The Food and Drugs Authority (FDA) has received a Truscan Raman hand held Spectrometer to strengthen its market surveillance and detection of counterfeit and sub-standard drugs.
The delivery of the equipment was made possible by the Canadian International Development Agency-sponsored Capacity Development Mechanism (CDM) pilot project of the Government of Ghana.
The project seeks to train staff in knowledge and skills for counterfeit intelligence and detection, coupled with information communication technology to drive effective market surveillance.
As part of the project, the CDM in conjunction with the FDA financed the procurement of two units of the Truscan Raman hand held Spectrometer at an estimated cost of 160,000 dollars
Mr Hudu Mogtari, Chief Executive Officer of the FDA, said the equipment was ready for use by trained FDA staff to control sub-standard, spurious, falsely-labelled/falsified counterfeit (ssffc) medicines on the market.

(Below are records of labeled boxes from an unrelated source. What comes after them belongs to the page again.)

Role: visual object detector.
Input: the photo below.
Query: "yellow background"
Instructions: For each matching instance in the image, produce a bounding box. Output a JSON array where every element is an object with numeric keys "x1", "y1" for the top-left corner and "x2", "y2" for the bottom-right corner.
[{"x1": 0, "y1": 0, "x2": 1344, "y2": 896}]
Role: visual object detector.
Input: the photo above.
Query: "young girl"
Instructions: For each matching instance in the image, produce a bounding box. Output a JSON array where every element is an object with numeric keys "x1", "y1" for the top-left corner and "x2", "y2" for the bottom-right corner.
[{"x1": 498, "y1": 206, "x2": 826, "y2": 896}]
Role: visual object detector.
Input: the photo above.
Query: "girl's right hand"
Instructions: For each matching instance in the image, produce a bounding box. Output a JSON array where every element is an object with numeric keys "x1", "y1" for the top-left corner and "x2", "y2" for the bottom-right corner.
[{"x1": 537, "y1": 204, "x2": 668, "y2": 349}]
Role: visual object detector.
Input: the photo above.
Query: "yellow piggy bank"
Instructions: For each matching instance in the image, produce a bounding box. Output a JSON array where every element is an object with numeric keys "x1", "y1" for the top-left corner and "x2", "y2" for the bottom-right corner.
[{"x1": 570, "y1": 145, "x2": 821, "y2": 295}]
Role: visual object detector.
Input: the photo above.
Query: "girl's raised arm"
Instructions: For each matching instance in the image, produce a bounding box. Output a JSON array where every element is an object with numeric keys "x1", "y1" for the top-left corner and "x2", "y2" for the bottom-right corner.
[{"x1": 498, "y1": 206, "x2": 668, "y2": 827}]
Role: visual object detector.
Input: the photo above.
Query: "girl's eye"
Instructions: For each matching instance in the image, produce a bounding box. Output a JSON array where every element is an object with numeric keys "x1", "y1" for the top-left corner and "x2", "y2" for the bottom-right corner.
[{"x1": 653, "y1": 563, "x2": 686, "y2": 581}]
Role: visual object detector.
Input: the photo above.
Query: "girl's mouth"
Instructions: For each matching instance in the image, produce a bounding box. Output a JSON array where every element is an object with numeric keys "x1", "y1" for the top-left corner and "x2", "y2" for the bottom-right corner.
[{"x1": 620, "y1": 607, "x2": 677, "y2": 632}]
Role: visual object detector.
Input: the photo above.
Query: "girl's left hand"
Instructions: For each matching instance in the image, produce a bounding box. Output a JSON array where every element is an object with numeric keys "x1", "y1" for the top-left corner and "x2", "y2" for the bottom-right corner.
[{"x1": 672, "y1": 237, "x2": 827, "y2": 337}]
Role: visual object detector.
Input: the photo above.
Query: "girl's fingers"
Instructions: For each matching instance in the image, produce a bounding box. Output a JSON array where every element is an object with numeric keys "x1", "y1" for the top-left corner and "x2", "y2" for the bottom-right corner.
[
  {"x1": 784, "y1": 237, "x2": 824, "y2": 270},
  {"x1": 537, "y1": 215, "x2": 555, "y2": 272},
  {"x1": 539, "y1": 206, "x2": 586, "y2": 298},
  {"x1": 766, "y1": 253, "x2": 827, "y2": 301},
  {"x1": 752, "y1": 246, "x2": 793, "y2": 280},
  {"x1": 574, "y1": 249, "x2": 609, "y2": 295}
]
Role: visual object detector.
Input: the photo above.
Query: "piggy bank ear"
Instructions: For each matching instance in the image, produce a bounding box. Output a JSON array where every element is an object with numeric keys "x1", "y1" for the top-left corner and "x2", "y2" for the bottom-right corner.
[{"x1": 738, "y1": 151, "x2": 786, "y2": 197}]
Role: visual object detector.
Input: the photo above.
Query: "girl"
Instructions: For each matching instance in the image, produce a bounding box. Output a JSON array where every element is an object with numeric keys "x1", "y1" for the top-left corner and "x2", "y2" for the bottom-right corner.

The World Health Organisation estimates that counterfeit drugs constitute up to 25 percent of total medicine supply in less developed countries.
In Africa and South Asia, a more detailed sampling found that 30 to 60 percent of medicines were su-bstandard.
Mr Mogtari said the equipment would facilitate the work of the FDA in its anti-ssffc measures, by improving the turnaround time of detecting counterfeits from a couple of days to a few seconds.
It would also facilitate the regulatory decision on the import of pharmaceutical raw materials and products regulated by the Authority at the port of entry.
“It is our hope that by the use of this new tool, the FDA will better serve the interest of the Ghanaian populace by reducing the menace and the impact of ssffc in Ghana,” Mr Mogtari said.